26/04/2004

Chronique 10

(Femmes d'Aujourd'hui N°17 - 22/04/04)

Les contacts physiques

Le fauteuil qui pleure !


J'adore les guili-guili... Et comme j'ai tendance à projeter mes sentiments sur des objets (quels qu'ils soient), papa a trouvé la parade un jour où j'étais pas de bonne composition (je pleurais). Du coup j'ai dit : "Le fauteuil, il pleure !" Papa a tourné cela à l'humour en me traitant de coquin et en m'expliquant qu'un fauteuil, ça ne pleure pas ! J'ai récidivé. Alors il m'a chatouillé... et je suis revenu dans le positif.
Depuis lors, je m'amuse à tourner toute la famille en bourrique, en faisant exprès de dire : "Le fauteuil qui pleure!". C'est le signal pour une séance de chatouillis terribles... que j'adore. (Cfr. Photo). Comme quoi, je les ai pris à leur propre piège ! N'empêche que, pour être honnête, ça m'arrive souvent de faire ce genre de transfert : "le téléphone, il pleure" (si je peux pas parler à Bon-Papy), ou "la table, elle a mal" (lorsque je me suis cogné) etc... A chaque fois, mes parents me corrigent... Mais je sais pas si je les laisserai gagner ce combat !

Roudoudou !

Y'a des moments aussi où j'aime bien être "Roudoudou". Papa, il dit toujours que le plus grand bonheur pour une maman ou un papa, c'est lorsque son petit enfant se trouve endormi dans les bras dans une relation de confiance et d'abandon total. Il boit du petit lait, à ces moments là. Mais avec la plupart des enfants, cette relation finit un jour par se faire plus rare, voire disparaître.
Avec moi, point de cela ! Je n'ai, de toute façon, guère le choix : il me faut faire confiance aux autres, vu mes handicaps.
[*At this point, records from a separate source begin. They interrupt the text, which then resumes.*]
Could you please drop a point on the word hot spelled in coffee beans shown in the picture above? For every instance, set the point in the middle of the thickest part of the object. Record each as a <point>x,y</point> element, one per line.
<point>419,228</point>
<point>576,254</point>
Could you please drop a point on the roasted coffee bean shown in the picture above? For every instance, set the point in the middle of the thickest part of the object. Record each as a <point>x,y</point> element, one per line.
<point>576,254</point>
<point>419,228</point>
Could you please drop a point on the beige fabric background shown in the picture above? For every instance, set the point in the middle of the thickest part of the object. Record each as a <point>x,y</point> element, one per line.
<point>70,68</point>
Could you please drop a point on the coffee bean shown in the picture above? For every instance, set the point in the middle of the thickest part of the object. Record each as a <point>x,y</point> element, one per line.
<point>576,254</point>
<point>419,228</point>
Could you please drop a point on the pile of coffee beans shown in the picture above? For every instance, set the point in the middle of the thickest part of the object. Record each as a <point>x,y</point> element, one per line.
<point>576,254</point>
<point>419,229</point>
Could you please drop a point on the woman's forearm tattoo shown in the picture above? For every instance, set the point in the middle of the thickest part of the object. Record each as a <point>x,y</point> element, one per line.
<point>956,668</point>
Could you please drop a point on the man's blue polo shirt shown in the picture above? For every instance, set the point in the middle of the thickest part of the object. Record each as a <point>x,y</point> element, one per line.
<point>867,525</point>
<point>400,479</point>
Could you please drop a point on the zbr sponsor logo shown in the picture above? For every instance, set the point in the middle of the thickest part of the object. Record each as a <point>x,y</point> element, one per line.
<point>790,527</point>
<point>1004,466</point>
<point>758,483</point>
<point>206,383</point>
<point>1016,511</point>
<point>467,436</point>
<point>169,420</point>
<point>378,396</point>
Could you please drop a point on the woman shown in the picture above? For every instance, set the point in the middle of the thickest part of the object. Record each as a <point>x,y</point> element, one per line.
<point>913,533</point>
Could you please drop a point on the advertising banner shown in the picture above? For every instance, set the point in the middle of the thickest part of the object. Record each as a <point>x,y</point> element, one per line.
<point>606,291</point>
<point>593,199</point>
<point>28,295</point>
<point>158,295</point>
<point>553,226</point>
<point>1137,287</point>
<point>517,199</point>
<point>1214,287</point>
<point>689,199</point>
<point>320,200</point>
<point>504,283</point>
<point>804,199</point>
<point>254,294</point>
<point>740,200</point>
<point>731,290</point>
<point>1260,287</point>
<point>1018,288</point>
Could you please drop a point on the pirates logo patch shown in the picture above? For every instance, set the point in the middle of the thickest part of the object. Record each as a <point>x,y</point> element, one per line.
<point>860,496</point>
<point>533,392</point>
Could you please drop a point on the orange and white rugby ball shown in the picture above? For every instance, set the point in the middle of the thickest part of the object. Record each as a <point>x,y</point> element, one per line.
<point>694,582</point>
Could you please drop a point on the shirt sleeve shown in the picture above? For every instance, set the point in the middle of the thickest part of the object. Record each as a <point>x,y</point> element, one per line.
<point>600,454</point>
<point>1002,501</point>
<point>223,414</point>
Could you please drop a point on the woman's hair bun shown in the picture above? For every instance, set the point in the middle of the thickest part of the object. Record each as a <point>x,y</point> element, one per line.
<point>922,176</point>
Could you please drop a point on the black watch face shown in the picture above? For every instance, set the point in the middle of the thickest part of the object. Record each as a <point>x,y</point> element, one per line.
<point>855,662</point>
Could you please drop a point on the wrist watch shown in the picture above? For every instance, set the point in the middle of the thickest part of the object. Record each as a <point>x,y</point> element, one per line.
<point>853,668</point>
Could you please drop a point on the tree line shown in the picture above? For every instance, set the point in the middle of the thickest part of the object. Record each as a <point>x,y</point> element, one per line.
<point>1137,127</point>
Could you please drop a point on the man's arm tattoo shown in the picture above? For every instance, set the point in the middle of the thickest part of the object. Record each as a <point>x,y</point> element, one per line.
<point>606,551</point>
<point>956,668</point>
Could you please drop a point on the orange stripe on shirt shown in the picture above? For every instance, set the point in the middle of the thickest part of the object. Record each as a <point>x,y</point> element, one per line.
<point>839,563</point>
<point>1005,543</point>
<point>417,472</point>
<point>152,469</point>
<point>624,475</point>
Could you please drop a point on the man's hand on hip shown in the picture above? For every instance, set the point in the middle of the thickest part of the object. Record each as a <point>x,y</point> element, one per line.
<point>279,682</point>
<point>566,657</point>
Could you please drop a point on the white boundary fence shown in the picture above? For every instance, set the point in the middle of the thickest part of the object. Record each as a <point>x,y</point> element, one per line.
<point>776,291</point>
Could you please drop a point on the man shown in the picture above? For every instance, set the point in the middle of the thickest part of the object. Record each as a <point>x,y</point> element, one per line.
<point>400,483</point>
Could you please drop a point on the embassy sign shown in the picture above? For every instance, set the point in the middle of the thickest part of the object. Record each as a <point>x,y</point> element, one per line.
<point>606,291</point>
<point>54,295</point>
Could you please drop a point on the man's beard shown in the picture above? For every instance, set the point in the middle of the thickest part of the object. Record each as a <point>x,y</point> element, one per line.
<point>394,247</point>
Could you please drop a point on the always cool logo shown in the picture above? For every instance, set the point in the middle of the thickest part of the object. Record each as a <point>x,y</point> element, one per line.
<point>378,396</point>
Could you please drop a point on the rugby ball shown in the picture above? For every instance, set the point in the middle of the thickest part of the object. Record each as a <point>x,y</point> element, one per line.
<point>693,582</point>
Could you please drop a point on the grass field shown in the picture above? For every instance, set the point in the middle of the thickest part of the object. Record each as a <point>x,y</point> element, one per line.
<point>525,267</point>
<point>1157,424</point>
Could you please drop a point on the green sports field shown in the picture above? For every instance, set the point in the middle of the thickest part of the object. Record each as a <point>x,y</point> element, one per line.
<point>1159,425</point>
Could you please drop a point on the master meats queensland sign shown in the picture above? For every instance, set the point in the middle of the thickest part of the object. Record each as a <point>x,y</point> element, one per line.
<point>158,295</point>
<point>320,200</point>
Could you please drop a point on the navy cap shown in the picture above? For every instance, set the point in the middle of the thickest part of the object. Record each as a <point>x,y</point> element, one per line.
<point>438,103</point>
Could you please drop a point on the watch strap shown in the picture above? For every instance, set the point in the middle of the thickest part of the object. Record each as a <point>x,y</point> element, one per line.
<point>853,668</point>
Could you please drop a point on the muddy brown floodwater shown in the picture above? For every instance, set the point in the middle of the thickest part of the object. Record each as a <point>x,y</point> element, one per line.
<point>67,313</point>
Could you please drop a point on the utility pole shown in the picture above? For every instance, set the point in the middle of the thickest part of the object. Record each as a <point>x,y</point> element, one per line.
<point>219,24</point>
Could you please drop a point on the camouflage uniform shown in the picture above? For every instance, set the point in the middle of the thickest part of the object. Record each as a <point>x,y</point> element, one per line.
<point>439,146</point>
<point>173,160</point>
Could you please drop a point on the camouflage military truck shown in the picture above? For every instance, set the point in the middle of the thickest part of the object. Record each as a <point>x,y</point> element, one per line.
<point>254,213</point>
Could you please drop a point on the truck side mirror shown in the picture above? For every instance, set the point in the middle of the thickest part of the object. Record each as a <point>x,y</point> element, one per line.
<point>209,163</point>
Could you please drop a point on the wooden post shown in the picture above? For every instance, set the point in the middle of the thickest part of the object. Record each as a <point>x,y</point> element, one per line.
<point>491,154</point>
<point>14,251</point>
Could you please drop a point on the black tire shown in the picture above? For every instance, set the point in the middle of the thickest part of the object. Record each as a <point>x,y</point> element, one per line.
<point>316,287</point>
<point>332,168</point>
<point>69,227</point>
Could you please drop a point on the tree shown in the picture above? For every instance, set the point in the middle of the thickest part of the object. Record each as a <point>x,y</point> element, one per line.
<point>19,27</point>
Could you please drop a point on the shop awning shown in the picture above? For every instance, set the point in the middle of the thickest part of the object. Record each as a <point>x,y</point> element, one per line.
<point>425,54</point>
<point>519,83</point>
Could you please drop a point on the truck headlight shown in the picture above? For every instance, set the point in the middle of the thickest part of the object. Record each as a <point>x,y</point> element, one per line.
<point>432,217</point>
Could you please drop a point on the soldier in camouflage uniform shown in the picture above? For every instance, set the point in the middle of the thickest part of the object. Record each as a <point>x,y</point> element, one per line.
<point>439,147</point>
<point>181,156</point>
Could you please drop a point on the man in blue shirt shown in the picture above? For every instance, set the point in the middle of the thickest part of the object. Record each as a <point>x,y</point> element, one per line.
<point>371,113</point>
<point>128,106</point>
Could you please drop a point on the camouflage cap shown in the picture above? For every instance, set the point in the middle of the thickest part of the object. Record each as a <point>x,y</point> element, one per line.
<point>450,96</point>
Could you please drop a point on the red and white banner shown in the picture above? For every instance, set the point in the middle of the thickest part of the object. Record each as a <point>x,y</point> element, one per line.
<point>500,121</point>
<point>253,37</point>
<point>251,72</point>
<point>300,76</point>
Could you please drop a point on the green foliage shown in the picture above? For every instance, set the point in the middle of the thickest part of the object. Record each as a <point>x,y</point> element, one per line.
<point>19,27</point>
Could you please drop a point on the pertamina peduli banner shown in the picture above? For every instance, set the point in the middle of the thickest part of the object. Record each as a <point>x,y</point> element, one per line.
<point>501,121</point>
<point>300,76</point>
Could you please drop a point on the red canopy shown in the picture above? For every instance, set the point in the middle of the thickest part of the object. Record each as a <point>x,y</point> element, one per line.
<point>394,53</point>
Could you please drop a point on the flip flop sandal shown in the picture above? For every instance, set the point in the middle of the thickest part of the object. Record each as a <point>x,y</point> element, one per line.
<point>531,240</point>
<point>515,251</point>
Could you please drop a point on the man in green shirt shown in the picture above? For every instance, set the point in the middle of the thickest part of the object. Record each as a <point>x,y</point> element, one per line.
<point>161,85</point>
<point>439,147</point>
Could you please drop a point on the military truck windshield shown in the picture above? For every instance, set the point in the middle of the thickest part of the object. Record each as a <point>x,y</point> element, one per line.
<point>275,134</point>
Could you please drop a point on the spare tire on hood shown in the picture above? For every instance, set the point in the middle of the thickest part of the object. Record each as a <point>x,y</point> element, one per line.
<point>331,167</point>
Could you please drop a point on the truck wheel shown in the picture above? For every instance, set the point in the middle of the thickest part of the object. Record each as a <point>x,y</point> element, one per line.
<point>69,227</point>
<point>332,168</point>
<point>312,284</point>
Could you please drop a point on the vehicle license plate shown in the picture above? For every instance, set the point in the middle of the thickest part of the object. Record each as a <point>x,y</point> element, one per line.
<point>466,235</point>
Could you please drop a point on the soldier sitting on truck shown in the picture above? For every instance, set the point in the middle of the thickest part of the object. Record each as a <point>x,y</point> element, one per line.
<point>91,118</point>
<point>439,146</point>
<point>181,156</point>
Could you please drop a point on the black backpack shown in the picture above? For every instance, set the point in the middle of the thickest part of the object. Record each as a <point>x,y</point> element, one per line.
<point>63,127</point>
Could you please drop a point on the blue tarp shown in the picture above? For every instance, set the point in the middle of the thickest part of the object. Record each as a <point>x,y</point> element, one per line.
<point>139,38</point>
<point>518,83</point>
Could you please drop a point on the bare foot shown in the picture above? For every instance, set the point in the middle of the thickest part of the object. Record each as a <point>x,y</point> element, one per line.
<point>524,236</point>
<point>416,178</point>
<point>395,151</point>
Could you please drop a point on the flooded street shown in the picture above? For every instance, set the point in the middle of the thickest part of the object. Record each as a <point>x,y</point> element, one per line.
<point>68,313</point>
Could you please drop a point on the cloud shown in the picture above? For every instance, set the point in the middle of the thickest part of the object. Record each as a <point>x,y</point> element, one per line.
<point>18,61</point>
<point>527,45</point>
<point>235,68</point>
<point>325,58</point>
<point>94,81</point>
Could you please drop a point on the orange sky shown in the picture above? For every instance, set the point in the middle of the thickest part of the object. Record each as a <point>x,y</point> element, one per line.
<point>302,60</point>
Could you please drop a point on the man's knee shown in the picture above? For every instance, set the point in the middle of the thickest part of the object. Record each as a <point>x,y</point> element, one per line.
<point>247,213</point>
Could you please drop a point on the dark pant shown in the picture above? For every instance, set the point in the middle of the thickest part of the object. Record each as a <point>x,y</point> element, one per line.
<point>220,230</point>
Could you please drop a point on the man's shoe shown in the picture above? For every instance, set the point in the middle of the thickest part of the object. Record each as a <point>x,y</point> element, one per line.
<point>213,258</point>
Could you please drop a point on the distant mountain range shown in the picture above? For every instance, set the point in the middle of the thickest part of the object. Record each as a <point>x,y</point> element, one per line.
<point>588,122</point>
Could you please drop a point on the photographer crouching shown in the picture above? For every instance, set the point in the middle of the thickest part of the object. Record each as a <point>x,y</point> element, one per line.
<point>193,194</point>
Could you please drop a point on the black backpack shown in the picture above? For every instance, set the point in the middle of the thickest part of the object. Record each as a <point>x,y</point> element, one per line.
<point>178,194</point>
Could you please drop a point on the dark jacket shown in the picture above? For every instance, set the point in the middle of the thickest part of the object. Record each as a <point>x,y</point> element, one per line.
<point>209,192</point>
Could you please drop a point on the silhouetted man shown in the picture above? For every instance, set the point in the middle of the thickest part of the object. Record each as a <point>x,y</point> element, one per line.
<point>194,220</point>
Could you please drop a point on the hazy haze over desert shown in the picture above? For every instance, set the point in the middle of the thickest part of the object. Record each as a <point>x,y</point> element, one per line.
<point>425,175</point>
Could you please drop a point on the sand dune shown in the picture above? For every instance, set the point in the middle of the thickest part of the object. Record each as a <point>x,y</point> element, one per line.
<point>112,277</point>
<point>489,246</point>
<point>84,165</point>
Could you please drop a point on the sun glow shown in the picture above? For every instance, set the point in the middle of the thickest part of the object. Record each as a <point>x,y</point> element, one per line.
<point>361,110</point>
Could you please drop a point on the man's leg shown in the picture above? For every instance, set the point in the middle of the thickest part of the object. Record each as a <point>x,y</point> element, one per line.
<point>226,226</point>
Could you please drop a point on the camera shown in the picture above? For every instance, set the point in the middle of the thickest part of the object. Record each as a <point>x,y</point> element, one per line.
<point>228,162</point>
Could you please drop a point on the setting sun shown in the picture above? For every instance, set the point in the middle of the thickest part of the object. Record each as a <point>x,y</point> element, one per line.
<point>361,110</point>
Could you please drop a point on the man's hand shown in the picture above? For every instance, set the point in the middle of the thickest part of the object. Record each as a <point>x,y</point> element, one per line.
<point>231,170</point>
Bref, je peux être tout câlin dans les bras des gens. D'ailleurs, j'ai appris à faire de mignons câlins... Et puis, j'ai copié ma soeur Eva en faisant de grandes déclarations d'amour à mes parents : "Je t'aîîîîme, ma maman !" (ou mon papa). Et ça, ils me montrent bien qu'ils apprécient beaucoup. Ca donne le change aux moments difficiles

La petite couette toute douce...

J'aime donc aussi la douceur ! Depuis que je suis né, ou plutôt, depuis qu'elle sait que je suis aveugle, maman a eu l'idée géniale de me mettre dans mon lit une couette toute douce, comme de la soie. Je l'adore : elle est à la fois mon oreiller, ma couverture, et mon doudou. En réalité, c'est la couette de quand maman était petite. Du coup, faut bien avouer, elle n'est pas en très bon état. J'vous dis pas combien de fois il a déjà fallu la raccommoder d'urgence parce que le rembourrage s'échappait des parties toutes usées. Je l'aime tellement... Elle m'est indispensable. D'ailleurs, souvent, au lieu de dire que je vais au lit, je dis : "On va retrouver sa couette toute douce".
A ce propos, vous pouvez pas imaginer dans quelles positions papa et maman me retrouvent parfois endormi : souvent complètement découvert (malgré une deuxième couette). Toutes les positions sont bonnes : roulé en boule, à genoux recroquevillé sur moi-même, étalé de tout mon long, assis, jambes écartées et le corps couché en avant sur le matelas. Faut dire que je suis d'une souplesse incroyable ! J'pourrais dormir n'importe où et n'importe comment. Ca m'arrive même de m'endormir sur le plancher du living quand je suis crevé d'une journée bien remplie.
A un moment donné, ils avaient enlevé deux barreaux de mon lit pour me permettre de me déplacer dans ma chambre jusqu'au jour où ils m'ont retrouvé un matin endormi par terre, sans couette. Du coup, ils ont remis les deux barreaux. De toute façon, je sais très bien enjamber les barreaux le matin et le soir. Mais c'est vrai que depuis, je reste dans mon lit au moment de dormir.